We're sorry Aspose doesn't work properply without JavaScript enabled.

Free Support Forum - aspose.com

Replace Text in Word Document with HTML with Option to Select Formatting inside HTML or of Document Builder C# .NET

We’ve just upgraded from v5 to v11 and its not working the same as it used to.


We use Aspose.Words to do a simple merge using code as follows which as you can see is inserting HTML into the merge field:

public void FieldMerging(FieldMergingArgs Args)
{
// Insert the text for this merge field as HTML data, using DocumentBuilder.
DocumentBuilder builder = new DocumentBuilder(Args.Document);
builder.MoveToMergeField(Args.DocumentFieldName);
builder.InsertHtml((String)Args.FieldValue);

// The HTML text itself should not be inserted as we have already inserted it as an HTML.
Args.Text = “”;
}

This has worked fine for years using v5 but using v11 it is screwing up the formatting in a number of ways.

I have attached the template, the document produced by v5 and the document produced by v11.

Could you please advise on how to get the format using v11 to be the same as it was using v5.

Thanks

Hi Dale,


Thanks for your inquiry. Could you please share your complete code including the HTML snippet, you want to insert in place of merge field, here for testing? I will investigate the issue on my side and provide you more information.

Best Regards,
In fact in this example, while we use the insert HTML option, the HTML for the 10 merge fields are all straight text, the text you can see that has been inserted. Hence why we're confused that the formatting has changed, because we haven't supplied any.

doc = new Aspose.Words.Document(memStream, new LoadOptions(Aspose.Words.LoadFormat.Doc, null, ResourcePath)); // Stream, BaseUri, Format, Password
doc.MailMerge.FieldMergingCallback = new DocumentMergeFieldHandler();

Hashtable Expansions = new Hashtable();

// Populate Expansions with HTML from database, too complex to show here, its stored as follows
// Key = "[" + merge field name + "]" e.g. [addressee], and value is the html, in this case Test Dale-3 Burrell-Sansha

String[] Results = new String[MergeFields.Length];

for (int i = 0; i < MergeFields.Length; i++)
{
Results[i] = (Expansions.Contains("[" + MergeFields[i].ToLower() + "]") ? (String)Expansions["[" + MergeFields[i].ToLower() + "]"] : "");
}

doc.MailMerge.Execute(MergeFields, Results);

using (MemoryStream memStreamSave = new MemoryStream())
{
doc.Save(memStreamSave, Aspose.Words.SaveFormat.Doc);

// Write data to database
}

Hi Dale,


Thanks for the additional information.

Please note that the MergeField event occurs during mail merge when a simple mail merge field is encountered in the document. You can respond to this event to return HTML text for the mail merge engine to insert into the document. For example, please try using the following code snippet to be able to mail merge HTML data into a document:

// The same approach can be used when merging HTML data from
database.

public void MailMergeInsertHtml()

{

Document doc = new Document(MyDir + "MailMerge.InsertHtml.doc");

// Add a handler for the MergeField event.

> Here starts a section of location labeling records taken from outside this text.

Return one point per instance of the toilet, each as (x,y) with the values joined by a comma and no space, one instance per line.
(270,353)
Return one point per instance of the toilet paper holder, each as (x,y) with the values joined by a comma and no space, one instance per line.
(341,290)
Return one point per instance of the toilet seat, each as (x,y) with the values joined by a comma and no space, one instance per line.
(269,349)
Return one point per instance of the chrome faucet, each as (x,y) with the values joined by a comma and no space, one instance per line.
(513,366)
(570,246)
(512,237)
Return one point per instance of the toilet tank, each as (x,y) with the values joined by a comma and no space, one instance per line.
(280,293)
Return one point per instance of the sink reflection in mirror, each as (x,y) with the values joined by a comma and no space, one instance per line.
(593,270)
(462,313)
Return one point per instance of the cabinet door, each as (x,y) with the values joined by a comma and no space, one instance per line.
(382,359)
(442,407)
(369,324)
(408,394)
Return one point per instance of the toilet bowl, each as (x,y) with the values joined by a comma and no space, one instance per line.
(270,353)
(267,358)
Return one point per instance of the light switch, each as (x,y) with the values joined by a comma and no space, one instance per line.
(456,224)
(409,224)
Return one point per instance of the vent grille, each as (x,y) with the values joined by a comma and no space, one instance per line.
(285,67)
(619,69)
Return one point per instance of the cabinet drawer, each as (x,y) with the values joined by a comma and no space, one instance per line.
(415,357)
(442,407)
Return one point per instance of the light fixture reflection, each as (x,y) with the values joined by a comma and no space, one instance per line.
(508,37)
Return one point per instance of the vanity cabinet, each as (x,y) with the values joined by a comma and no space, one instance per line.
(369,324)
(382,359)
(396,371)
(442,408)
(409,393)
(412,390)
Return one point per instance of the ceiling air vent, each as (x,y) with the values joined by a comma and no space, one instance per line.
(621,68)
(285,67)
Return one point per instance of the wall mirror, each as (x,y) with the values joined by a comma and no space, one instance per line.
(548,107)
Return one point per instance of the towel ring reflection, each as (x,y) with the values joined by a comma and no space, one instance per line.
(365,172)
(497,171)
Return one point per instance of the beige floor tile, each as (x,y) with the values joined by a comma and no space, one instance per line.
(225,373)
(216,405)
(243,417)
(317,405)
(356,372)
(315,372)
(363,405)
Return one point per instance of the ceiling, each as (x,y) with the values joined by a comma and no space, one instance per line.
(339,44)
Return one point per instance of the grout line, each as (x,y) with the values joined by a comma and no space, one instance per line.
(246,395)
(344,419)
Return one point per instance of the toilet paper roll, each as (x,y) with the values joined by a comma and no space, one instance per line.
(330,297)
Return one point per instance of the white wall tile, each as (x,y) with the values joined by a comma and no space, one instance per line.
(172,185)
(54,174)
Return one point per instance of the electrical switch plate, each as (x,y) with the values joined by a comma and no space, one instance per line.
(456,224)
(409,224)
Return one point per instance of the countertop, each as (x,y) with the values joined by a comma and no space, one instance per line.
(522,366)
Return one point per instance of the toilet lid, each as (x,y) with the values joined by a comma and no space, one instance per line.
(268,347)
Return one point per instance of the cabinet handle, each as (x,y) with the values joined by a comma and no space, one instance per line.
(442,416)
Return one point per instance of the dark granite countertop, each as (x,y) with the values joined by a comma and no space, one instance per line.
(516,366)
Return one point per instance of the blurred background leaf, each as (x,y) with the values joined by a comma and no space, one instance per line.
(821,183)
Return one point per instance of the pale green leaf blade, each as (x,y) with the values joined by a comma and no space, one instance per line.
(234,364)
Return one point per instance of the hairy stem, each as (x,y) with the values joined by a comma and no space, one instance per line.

doc.MailMerge.FieldMergingCallback = new HandleMergeFieldInsertHtml();

// Load some Html from file.

StreamReader sr = File.OpenText(MyDir + "MailMerge.HtmlData.html");

string htmltext = sr.ReadToEnd();

sr.Close();

// Execute mail merge.

doc.MailMerge.Execute(new string[] { "htmlField1" }, new string[] { htmltext });

// Save resulting document with a new name.

doc.Save(MyDir + "MailMerge.InsertHtml Out.doc");

}

private class HandleMergeFieldInsertHtml : IFieldMergingCallback

{

///

/// This is called when merge field is actually merged with data in the document.

///

void IFieldMergingCallback.FieldMerging(FieldMergingArgs e)

{

// All merge fields that expect HTML data should be marked with some prefix, e.g. 'html'.

if (e.DocumentFieldName.StartsWith("html"))

{

// Insert the text for this merge field as HTML data, using DocumentBuilder.

DocumentBuilder builder = new DocumentBuilder(e.Document);

builder.MoveToMergeField(e.DocumentFieldName);

builder.InsertHtml((string)e.FieldValue);

// The HTML text itself should not be inserted.

// We have already inserted it as an HTML.

e.Text = "";

}

}

void IFieldMergingCallback.ImageFieldMerging(ImageFieldMergingArgs e)

{

// Do nothing.

}

}


I hope, this will help.

Best Regards,

Thanks Awais, I must be missing something, because your code looks to be doing exactly the same thing as mine, which is corrupting the formatting. Any ideas?

If I was to guess what the issue is, my guess would be that when I try and insert HTML, but that HTML is a plain text string, your code wraps it in a or

and then applies some default formatting to it. And either this is new behaviour since V5 or the default format has changed.


This is going to be a critical issue if we are unable to resolve it, as we must be able to maintain the original format of the template document when inserting merge fields, unless the merge field itself contains formatting which isn’t the case in this example.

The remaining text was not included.